5No fim da semana, quando voltamos para o navio, todos os discípulos, com suas esposas e filhos, desceram conosco à praia, onde nos ajoelhamos e oramos e fizemos a nossa despedida.
6Então subimos a bordo, e eles voltaram para casa.
7A escala seguinte, depois de deixarmos Tiro, foi Ptolemaida, onde saudamos os irmãos, mas só ficamos um dia com eles.
8Dali prosseguimos para Cesareia, onde ficamos na casa do evangelista Filipe, um dos primeiros sete diáconos.
9Ele tinha quatro filhas virgens que possuíam o dom da profecia.
10Durante a nossa permanência ali de vários dias, um homem chamado Ágabo, que também tinha o dom da profecia, chegou da Judeia
11e nos visitou.

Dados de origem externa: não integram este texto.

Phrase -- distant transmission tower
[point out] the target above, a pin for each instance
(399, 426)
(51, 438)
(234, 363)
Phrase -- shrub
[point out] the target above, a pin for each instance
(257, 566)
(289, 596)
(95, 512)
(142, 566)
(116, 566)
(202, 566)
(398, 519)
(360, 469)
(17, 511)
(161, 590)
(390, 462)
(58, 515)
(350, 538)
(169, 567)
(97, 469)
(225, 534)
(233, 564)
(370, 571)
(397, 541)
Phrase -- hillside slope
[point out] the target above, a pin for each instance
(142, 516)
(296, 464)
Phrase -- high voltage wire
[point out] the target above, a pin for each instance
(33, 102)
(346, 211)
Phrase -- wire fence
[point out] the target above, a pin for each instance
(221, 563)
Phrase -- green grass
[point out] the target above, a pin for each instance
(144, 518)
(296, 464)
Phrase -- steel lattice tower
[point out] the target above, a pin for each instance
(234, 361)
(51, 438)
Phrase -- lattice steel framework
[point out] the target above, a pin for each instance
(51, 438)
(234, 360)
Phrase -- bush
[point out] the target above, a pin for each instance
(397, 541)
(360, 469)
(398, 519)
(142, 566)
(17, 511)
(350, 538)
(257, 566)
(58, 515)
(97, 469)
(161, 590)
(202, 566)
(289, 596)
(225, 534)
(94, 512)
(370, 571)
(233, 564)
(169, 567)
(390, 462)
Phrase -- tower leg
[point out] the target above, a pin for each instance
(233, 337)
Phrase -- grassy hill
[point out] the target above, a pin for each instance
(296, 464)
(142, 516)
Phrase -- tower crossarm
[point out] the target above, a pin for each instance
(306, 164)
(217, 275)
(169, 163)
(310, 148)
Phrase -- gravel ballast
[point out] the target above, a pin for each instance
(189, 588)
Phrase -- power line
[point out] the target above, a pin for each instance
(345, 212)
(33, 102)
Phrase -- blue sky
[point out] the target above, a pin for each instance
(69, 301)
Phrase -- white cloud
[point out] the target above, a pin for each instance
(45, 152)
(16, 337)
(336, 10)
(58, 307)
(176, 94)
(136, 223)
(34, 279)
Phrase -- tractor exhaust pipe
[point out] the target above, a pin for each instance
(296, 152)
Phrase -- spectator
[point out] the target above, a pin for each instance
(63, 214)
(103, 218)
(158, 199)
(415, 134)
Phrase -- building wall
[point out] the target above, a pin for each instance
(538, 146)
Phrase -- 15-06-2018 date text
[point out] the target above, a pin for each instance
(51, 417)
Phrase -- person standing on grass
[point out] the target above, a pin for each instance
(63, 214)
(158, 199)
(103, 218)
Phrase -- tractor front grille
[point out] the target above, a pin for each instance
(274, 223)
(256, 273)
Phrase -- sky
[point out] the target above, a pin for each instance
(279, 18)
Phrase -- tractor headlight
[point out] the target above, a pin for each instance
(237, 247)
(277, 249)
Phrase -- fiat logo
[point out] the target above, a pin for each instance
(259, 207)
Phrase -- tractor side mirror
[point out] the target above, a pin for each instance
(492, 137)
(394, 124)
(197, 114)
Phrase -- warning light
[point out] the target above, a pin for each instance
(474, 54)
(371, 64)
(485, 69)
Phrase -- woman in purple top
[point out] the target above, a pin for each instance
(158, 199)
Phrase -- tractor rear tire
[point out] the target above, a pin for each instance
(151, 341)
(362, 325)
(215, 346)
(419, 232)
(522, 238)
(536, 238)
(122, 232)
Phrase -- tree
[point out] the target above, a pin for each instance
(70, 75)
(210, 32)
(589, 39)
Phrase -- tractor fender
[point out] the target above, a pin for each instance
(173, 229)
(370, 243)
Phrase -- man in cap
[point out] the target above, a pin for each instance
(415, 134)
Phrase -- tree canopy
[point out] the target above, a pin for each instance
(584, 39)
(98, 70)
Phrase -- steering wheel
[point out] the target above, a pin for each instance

Ágabo tomou o cinto de Paulo, amarrou com ele os próprios pés e as mãos, e disse: “O Espírito Santo afirma: ‘Assim o dono deste cinto será amarrado pelos judeus de Jerusalém e entregue aos gentios’ ”.
12Ao ouvir isto, todos nós — os servos de Cristo do lugar e os companheiros dele de viagem — suplicávamos a Paulo que não seguisse para Jerusalém.
13Porém Paulo disse: “Por que vocês estão chorando? Por que vocês estão despedaçando o meu coração? Pois eu estou pronto não somente a ser preso em Jerusalém, mas também a morrer por causa do Senhor Jesus!”
14Quando se tornou evidente que não podíamos mudar a opinião de Paulo, desistimos e dissemos: “Seja feita a vontade do Senhor”.
15Logo depois disso, arrumamos a nossa bagagem e partimos para Jerusalém.
16Alguns discípulos de Cesareia nos acompanharam, e ao chegar nos hospedamos na casa de Mnasom, nascido em Chipre, um dos primeiros discípulos.
17Quando chegamos em Jerusalém, os irmãos nos receberam com muita alegria.
18No segundo dia, Paulo nos levou com ele para nos encontrarmos com Tiago e com todos os presbíteros da igreja de Jerusalém.
19Depois que nos cumprimentamos, Paulo contou as muitas coisas que Deus havia realizado entre os gentios por meio do seu ministério.
20Ao ouvirem isso, eles louvaram a Deus, mas depois disseram a Paulo: “Você sabe, querido irmão, quantos milhares de judeus também creram, e todos eles insistem muito em que os judeus devam continuar a seguir as tradições e os costumes judaicos.
21Eles foram informados de que você é contrário às leis de Moisés e aos nossos costumes judaicos, e proíbe a circuncisão dos filhos deles.
22Que se pode fazer agora? Porque é certo que eles saberão que você chegou.
23Nós sugerimos o seguinte: Temos aqui quatro homens que estão se preparando para rapar a cabeça e fazer um voto.
24Vá com esses homens participar da cerimônia de purificação, rapando a sua própria cabeça também — e pague para que eles rapem. Assim todos saberão que você aprova este costume para os judeus, e que você mesmo obedece às leis judaicas e está de acordo com a nossa maneira de pensar nestes assuntos.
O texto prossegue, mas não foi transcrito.